• Hanover
    12.9k
    People with more severe reactions are more likely to receive a ventilator, and they're also more likely to die as a result of the virus.VagabondSpectre

    We know people are dying on ventilators at alarming rates. You can say it's because they were really sick and going to die anyway, or you can say the ventilator killed them. Eenee meenee minie moe. Is that how we form public policy and is that how we decide to shut down the world?
  • Isaac
    10.3k


    The point was a more general one (which I should perhaps have made clearer). There's tons of evidence, in general, covering when and how to use ventilation. More than enough to justify speculating on it in novel situations where there's pressure to act - contrary to what Hanover was intimating.
  • Hanover
    12.9k
    People on ventilators tend to die. Having a high death rate due to respiratory failures while on ventilators is not so surprising. This is fully consistent with them helping people survive; if someone who needs a ventilator to breath did not have a ventilator, they would die.fdrake

    Yeah, and you don't know why they're dying.

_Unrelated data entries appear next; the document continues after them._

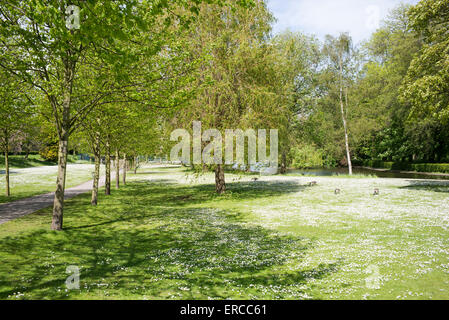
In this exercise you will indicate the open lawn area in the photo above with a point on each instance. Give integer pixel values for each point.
(32, 181)
(167, 235)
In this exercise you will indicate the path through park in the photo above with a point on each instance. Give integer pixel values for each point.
(22, 207)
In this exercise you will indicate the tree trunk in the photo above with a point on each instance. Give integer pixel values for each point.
(63, 126)
(284, 163)
(8, 192)
(97, 154)
(107, 189)
(117, 169)
(58, 204)
(220, 185)
(348, 153)
(125, 164)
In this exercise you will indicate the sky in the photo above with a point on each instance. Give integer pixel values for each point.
(320, 17)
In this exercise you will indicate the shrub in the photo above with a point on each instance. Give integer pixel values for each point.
(306, 157)
(418, 167)
(50, 153)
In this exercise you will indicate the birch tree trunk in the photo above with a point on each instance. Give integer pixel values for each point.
(136, 163)
(220, 185)
(124, 169)
(117, 169)
(97, 154)
(63, 132)
(348, 153)
(6, 146)
(107, 189)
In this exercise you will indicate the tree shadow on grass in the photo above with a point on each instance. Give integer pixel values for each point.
(426, 185)
(186, 195)
(151, 246)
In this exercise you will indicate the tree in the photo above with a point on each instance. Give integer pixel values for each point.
(339, 51)
(426, 86)
(14, 114)
(46, 48)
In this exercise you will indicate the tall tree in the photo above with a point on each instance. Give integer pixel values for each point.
(339, 51)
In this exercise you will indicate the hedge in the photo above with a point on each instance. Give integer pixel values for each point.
(418, 167)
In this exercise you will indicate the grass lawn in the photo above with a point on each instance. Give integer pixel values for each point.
(38, 180)
(166, 235)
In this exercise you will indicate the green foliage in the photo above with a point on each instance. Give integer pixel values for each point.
(50, 152)
(426, 86)
(306, 157)
(404, 166)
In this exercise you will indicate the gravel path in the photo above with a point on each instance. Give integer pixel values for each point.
(20, 208)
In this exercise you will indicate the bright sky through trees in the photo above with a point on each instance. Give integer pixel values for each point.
(321, 17)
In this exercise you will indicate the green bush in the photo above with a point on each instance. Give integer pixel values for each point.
(50, 153)
(307, 157)
(403, 166)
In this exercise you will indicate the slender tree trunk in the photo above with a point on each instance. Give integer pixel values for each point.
(96, 148)
(64, 126)
(124, 169)
(284, 163)
(8, 191)
(348, 153)
(117, 169)
(220, 185)
(107, 189)
(58, 204)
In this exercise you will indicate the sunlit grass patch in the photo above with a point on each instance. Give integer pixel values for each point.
(166, 236)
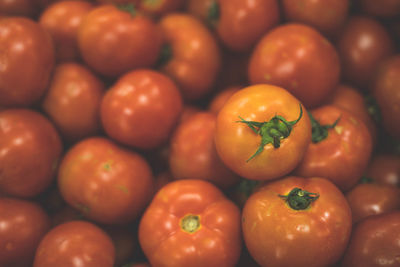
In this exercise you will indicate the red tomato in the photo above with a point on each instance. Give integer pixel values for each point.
(194, 57)
(327, 16)
(299, 59)
(385, 91)
(141, 109)
(297, 222)
(30, 149)
(62, 20)
(375, 242)
(280, 135)
(362, 45)
(27, 60)
(74, 244)
(23, 225)
(193, 155)
(372, 199)
(113, 41)
(340, 150)
(106, 182)
(191, 223)
(73, 101)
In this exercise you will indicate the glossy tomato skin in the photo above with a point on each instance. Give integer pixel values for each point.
(106, 182)
(216, 241)
(195, 60)
(62, 20)
(359, 58)
(290, 56)
(136, 41)
(375, 242)
(369, 199)
(277, 235)
(74, 244)
(343, 155)
(193, 155)
(387, 94)
(30, 151)
(72, 101)
(327, 16)
(236, 142)
(27, 61)
(141, 109)
(24, 223)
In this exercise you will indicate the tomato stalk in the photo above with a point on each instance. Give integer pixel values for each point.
(271, 131)
(320, 132)
(299, 199)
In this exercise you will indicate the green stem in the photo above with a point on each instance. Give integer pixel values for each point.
(272, 131)
(299, 199)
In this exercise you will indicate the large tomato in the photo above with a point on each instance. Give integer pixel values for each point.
(191, 223)
(297, 222)
(262, 132)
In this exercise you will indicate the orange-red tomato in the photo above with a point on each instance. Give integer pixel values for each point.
(194, 57)
(297, 222)
(191, 223)
(298, 58)
(27, 60)
(280, 119)
(339, 152)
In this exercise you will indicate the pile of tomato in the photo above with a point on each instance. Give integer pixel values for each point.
(199, 133)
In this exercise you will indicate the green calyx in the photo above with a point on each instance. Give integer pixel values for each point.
(272, 131)
(320, 132)
(299, 199)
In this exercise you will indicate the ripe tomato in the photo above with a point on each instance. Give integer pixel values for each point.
(113, 41)
(73, 101)
(191, 223)
(141, 109)
(30, 149)
(298, 58)
(23, 225)
(375, 242)
(193, 155)
(296, 222)
(193, 57)
(62, 20)
(340, 150)
(278, 139)
(75, 243)
(106, 182)
(27, 60)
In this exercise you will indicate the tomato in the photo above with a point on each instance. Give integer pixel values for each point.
(74, 244)
(362, 45)
(384, 168)
(372, 199)
(106, 182)
(30, 149)
(192, 55)
(113, 41)
(298, 58)
(375, 241)
(141, 109)
(296, 222)
(193, 154)
(23, 225)
(72, 101)
(238, 23)
(386, 92)
(27, 60)
(62, 20)
(278, 140)
(191, 223)
(340, 150)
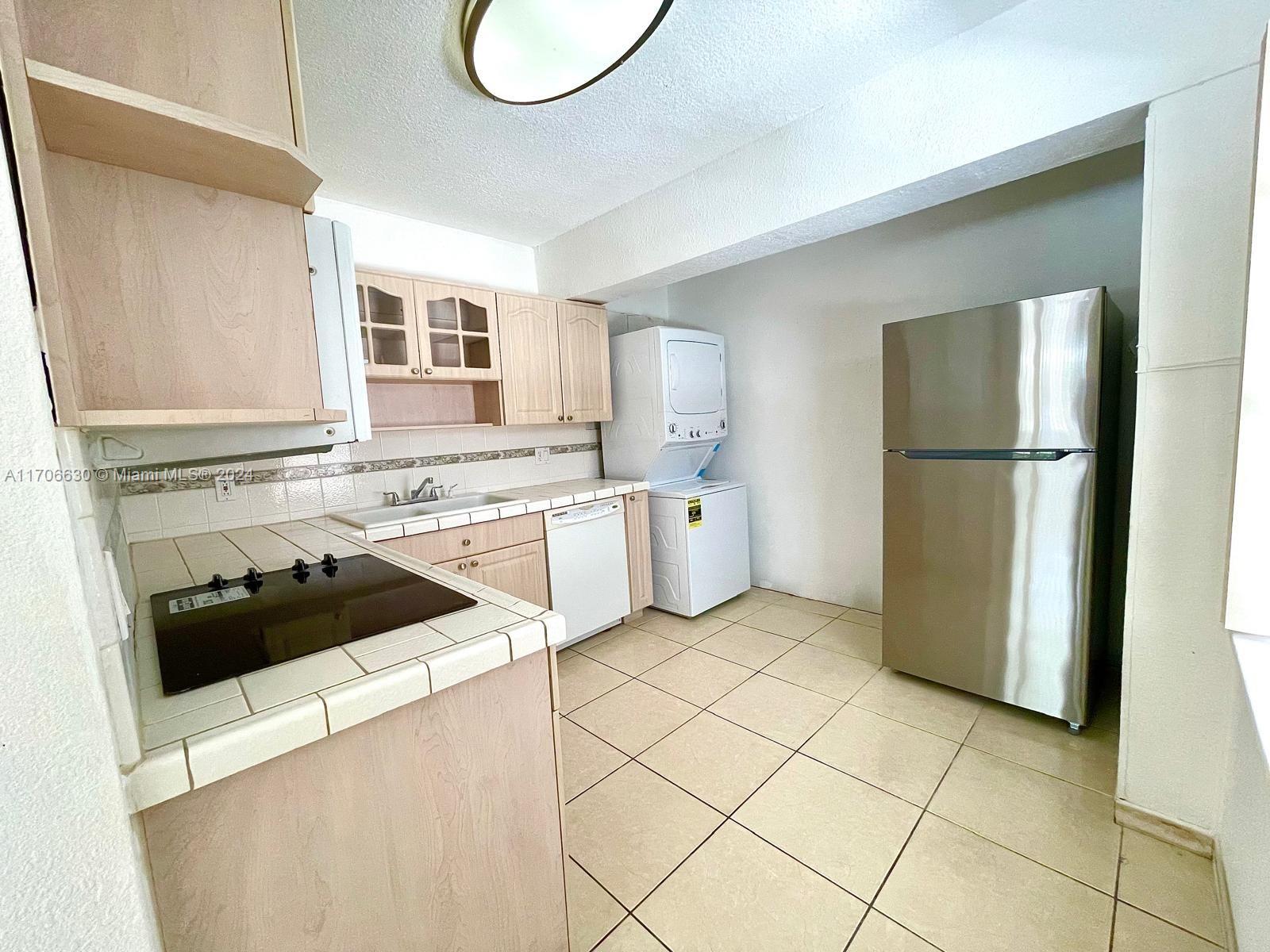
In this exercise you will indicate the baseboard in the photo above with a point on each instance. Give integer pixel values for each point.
(1223, 900)
(1153, 824)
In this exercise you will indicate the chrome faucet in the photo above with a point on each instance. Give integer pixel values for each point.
(416, 495)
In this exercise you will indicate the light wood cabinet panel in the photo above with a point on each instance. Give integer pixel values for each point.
(391, 336)
(179, 298)
(584, 363)
(448, 545)
(457, 332)
(530, 344)
(639, 552)
(520, 571)
(228, 57)
(435, 827)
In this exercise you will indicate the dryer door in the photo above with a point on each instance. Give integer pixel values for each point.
(694, 372)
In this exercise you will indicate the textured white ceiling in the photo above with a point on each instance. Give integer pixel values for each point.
(395, 125)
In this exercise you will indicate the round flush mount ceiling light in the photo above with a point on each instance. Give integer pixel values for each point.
(533, 51)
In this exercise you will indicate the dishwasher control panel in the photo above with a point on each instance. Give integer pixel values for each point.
(583, 512)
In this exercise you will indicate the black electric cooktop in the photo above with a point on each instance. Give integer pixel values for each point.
(210, 632)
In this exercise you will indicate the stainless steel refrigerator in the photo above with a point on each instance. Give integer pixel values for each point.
(999, 482)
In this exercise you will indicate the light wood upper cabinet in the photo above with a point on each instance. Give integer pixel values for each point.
(530, 336)
(556, 361)
(171, 289)
(584, 363)
(391, 336)
(639, 551)
(457, 332)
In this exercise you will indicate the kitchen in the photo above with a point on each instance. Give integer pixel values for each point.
(620, 455)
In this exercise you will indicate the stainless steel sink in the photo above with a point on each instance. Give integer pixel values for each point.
(393, 514)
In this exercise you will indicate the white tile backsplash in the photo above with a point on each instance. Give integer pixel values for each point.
(184, 512)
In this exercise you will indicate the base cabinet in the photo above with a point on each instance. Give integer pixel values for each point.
(431, 828)
(520, 571)
(639, 551)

You're just hypothesizing one way (it's because they were really sick and about to die anyway), and I'm hypothesizing the other way (it's because the ventilator is killing them). Let's figure this puzzle out before we make sure every man, woman, and child suffering from covid has a ventilator near by, especially if it means every Tom, Dick, and Harry is going to have to stay out of work for two months or more to assure those ventilators are at the ready.
  • fdrake
    6.6k


    On what basis are you assuming ventilators kill people who would choke to death without them?
  • Hanover
    12.9k
    Consider what options are being weighed; someone's lungs are not working, they would choke to death with a good chance without the ventilator. The alternative; do not use ventilators on people choking to death due to inconclusive evidence, with no proposed mechanism, which is being given undue weight because people are misinterpreting statistics.fdrake

    If someone is knocking on death's door, I think you should throw everything in the hospital closet at the patient and you should wave all sorts of branches over the guy's head while dancing on one foot. I'm all for the Hail Mary pass. That being said, I don't know how much I'd be willing to invest financially in all those ideas if I didn't have a good idea they'd work. My point is simply that if we've decided to go to great lengths to provide certain resources to patients at a great expense to the world, we should be assured those resources do something meaningful.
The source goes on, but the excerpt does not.